Все-таки инстинкт вора сработал во мне. Я сказал истинную правду, но в то же время я ничего не сказал. Я только поплакался.
— Ладно, Гена. Будем считать, что наше знакомство состоялось, — завершает разговор Игорь Николаевич.
— У каждого своя судьба! — восклицает беззаботно Слава. — Всё — баста! По домам пора. Пошли, Генк, выведу, а то заплутаешь.
Мы поднимаемся наверх. Слава протягивает мне руку:
— На занудность Николаевича не обижайся. Он в голову ранен, видел шрам? Два плюс два сложить не может. Раньше, наверное, очень хотел учиться, и сейчас, видно, охота не пропала. Всё к образованию сводит. Заходи, если что. — И, махнув на прощание, уходит.
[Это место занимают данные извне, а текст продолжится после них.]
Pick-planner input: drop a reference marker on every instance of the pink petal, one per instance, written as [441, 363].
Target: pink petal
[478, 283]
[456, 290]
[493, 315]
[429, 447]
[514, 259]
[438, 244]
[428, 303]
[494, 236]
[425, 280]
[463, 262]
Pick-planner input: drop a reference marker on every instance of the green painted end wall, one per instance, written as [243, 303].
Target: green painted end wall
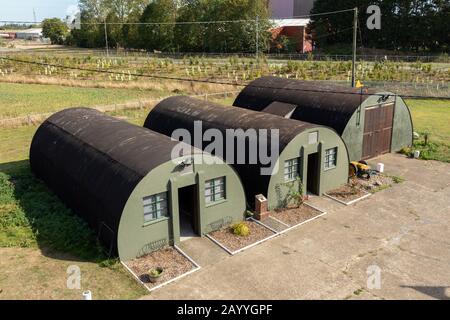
[299, 147]
[136, 239]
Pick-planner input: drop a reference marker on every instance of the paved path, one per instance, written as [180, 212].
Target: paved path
[405, 231]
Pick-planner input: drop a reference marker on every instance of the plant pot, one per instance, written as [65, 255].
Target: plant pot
[154, 278]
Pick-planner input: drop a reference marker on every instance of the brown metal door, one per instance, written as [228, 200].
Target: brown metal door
[378, 130]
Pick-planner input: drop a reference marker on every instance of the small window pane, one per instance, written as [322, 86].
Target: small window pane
[291, 169]
[330, 158]
[215, 190]
[313, 137]
[155, 207]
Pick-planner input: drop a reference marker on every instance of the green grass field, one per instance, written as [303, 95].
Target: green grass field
[432, 116]
[25, 99]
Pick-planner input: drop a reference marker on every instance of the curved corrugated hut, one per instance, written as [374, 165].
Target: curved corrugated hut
[121, 179]
[315, 153]
[371, 123]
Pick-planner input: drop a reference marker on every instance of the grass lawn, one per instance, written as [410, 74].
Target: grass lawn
[40, 238]
[431, 117]
[24, 99]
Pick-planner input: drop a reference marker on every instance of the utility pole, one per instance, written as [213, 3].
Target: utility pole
[106, 40]
[355, 35]
[257, 37]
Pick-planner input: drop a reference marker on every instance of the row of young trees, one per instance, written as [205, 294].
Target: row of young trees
[406, 25]
[161, 25]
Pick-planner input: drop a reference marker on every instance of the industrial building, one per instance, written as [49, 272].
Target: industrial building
[311, 154]
[122, 180]
[370, 122]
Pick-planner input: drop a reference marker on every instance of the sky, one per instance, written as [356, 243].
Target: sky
[22, 10]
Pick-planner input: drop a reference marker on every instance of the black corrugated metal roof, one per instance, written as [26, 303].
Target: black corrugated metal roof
[324, 104]
[93, 162]
[181, 112]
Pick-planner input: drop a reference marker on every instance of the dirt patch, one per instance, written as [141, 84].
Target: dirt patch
[172, 262]
[359, 187]
[232, 242]
[294, 216]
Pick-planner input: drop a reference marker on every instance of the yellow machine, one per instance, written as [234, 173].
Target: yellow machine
[360, 169]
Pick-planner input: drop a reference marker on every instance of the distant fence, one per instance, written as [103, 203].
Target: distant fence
[443, 58]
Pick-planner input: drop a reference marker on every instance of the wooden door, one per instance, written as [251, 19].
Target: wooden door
[378, 130]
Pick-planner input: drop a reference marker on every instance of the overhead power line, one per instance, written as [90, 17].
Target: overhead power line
[137, 75]
[186, 22]
[318, 14]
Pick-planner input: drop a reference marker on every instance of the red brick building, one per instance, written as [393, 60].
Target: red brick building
[295, 31]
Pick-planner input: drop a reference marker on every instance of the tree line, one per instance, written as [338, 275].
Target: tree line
[406, 25]
[160, 25]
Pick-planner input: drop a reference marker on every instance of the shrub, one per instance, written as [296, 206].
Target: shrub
[241, 229]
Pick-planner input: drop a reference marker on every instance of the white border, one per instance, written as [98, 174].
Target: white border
[350, 202]
[196, 265]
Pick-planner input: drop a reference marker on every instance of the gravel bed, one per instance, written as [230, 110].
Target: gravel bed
[294, 216]
[232, 242]
[168, 258]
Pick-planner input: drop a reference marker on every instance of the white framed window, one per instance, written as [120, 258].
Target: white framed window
[291, 169]
[313, 137]
[330, 158]
[215, 190]
[155, 207]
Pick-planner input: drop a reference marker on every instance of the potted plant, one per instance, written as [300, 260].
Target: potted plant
[154, 274]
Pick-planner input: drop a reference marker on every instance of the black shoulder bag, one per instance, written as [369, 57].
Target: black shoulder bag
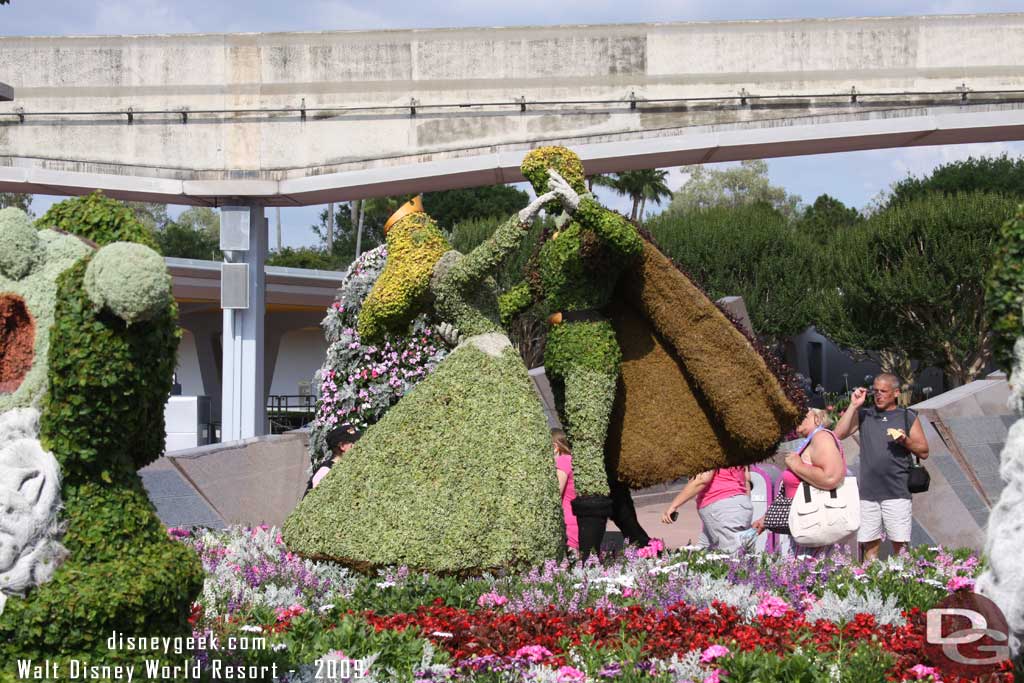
[918, 479]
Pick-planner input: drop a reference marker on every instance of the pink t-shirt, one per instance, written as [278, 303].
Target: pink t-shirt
[791, 480]
[564, 463]
[726, 482]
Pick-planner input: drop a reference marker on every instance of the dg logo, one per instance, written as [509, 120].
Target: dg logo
[967, 634]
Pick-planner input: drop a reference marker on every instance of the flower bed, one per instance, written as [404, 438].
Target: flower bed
[688, 615]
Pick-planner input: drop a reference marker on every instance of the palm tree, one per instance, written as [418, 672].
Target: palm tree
[639, 186]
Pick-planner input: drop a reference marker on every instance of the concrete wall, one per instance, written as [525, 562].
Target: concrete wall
[218, 154]
[300, 354]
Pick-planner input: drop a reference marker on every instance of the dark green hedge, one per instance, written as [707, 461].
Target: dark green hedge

Я иду в душ. Прежде чем повернуть кран, я смотрю сквозь окно на небо, сверкающее ярким, быстро растекающимся светом, а мысли мои здесь, на земле. Меня не отпускает то, что я утаил от Игоря Николаевича и ребят…
Я слышу музыку и вижу танцующих парней и девчат. Они пьяны. Мои братья в испуге забились за шкаф и тихо плачут.
В нашу квартиру входят соседи. Они ругают меня, кричат, что не станут терпеть этот притон, этот шум и грохот, у них с потолков осыпается штукатурка, а на меня управа найдется.
Я не знаю, что значит слово «притон», но чувствую — плохое. Мне хоть и десять лет, но я не могу понять, как и почему наша квартира превратилась в этот самый притон. Может, потому, что все произошло неожиданно и очень быстро?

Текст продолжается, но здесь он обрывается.